4. Differential Privacy Controls

  • Configure epsilon and delta in PrivacyConfig; defaults are ε=1.0, δ=1e-5.
  • Track privacy budget consumption per dashboard query. Deny requests when the cumulative budget exceeds thresholds.
  • Offer DP toggle per report for auditors; run DP-enabled reports by default.

5. CI/CD Integration

  1. In Jenkins/GitHub Actions, run python -m logminer_qa.cli within the secure environment where logs reside.
  2. Archive sanitized outputs and test cases only inside the bank’s artifact store.
  3. Publish Gherkin tests to the existing QA suite (e.g., Cucumber, Pytest-BDD).
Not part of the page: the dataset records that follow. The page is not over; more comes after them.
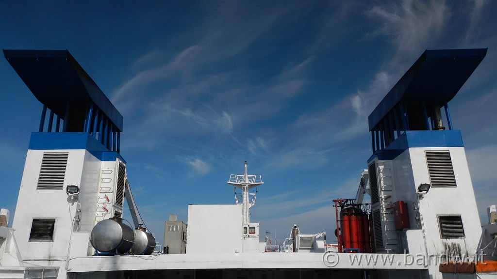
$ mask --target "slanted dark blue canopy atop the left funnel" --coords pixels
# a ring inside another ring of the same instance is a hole
[[[65,126],[66,104],[93,103],[123,131],[121,114],[67,50],[3,50],[3,55],[35,97],[65,120]]]

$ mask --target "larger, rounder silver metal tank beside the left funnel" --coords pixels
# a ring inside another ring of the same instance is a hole
[[[98,252],[126,254],[134,243],[133,229],[112,217],[97,223],[91,230],[90,243]]]

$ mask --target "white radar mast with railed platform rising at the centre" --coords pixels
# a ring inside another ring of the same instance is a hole
[[[248,191],[254,187],[264,184],[264,182],[262,182],[260,174],[248,175],[247,161],[245,161],[245,173],[230,175],[230,180],[227,183],[235,186],[235,202],[237,203],[237,205],[243,206],[243,223],[250,223],[250,213],[248,210],[253,205],[255,205],[255,197],[257,195],[257,191],[255,191],[255,193],[249,193]],[[240,193],[237,193],[237,188],[242,189],[241,196],[238,196]]]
6. Observability & Auditing

  • Expose Prometheus metrics (sanitized record count, DP epsilon usage, sanitizer latency).
  • Ship logs to the bank’s SIEM with sanitization metadata only; never emit raw tokens.
  • Set up audit jobs to compare raw ingestion vs sanitized outputs using synthetic data to ensure redaction fidelity.

7. Disaster Recovery

  • Backup token stores and model artefacts using encrypted snapshots.
  • Provide scripted redeployment via Helm to restore clusters within RTO objectives.
  • Ensure DP noise is seeded via secure RNG (e.g., /dev/urandom guarded by kernel policies).

Following this guide keeps LogMiner-QA compliant with banking security requirements while delivering test insights derived from production behaviour.